The last known boatload of Rohingya to land on Phuket - about this time last year - were held in detention for several weeks before they also disappeared.

There is no suggestion of misdeeds. But it is believed the unwanted Rohingya, with no Burmese citizenship and therefore no hope of being returned to their homeland, are being tacitly handed back to people-smugglers.

Despite the Rohingya being among the most downtrodden people on the planet, the nations now engaging in conciliatory talks with Burma appear to be prepared to led concern for Burma's worst act of repression and subjugation slide for the time being.

We hope this attitude does not cost any lives.

We also are reminded of a less-than-prophetic paragraph that appeared in a local tabloid on January 28, 2009, soon after Phuketwan and the South China Morning Post revealed the reprehensible ''pushbacks'':

''Despite some rather dramatic 'reports' and opinions offered in local blogs and chat rooms, most resort managers and tourism officials contacted say they are not expecting the arrival of the Rohingyas on Phuket's beaches any time soon.''

Do not expect an upsurge of concern about the missing boatpeople.


Comments have been disabled for this article.


I came in contact with these people (a boatload of 42 males) when their engine broke down passing the Myanmar gas field I used to work in about 7 years ago. They spotted the platform flare at night & manged to row into the field to seek assistance. After providing them with food, water & medical aid, the Myanmar Navy were called to 'rescue' them. My Myanmar colleagues informed me that they were not really Burmese (Myanmar), but Bangladeshi. Most could not speak any Burmese & few had any documentation & certainly not Burmese I.D. They were apparently trying to get to Malaysia where they were going to seek work. I subsequently asked my colleagues what had happened to them & was told they were still being held in prison. That was more than 1 year later. It appears these unfortunate people have no rights & no protection from any source, being systematically persecuted equally by Myanmar & Bangladesh. It appears that Thailand is no more sympathetic to their plight. I would fear for these poor unfortunates who landed in hope on Phuket.

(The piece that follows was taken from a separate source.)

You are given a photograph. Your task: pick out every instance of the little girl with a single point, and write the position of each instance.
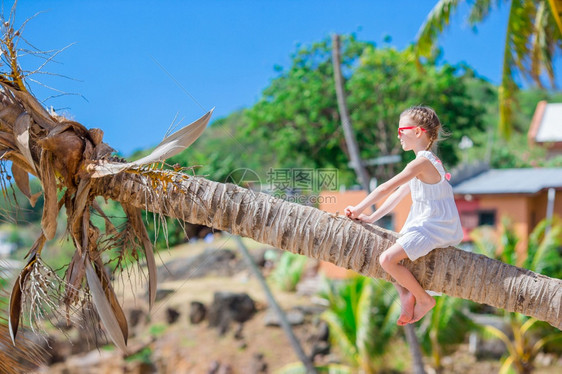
(433, 221)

Posted by Logic on February 28, 2012 00:03


I cant help but wondering why you always refer to the 2009 case? and how could you be sure that this boatload as well as the previous ones are exclusively Rohingyas when you didnt have a chance to interview all of them.

Posted by James on February 28, 2012 22:29

Editor Comment:

We always refer to 2009 because it's a historic marker that demonstrates how swiftly a non-transparent policy can deviate into a breach of human rights. The policy is no clearer now than it was then.
The people from the boat are described in paperwork as Burmese. The odd thing is, they all speak Arakanese, the language of the Rohingya, and a translator who speaks Arakanese is required to interpret for them. In the past, Bangladeshis usually declare themselves after arrest because they will eventually be returned home. So far as we have been able to tell, the boatload is all ''Burmese'' who can only speak the Rohingya language.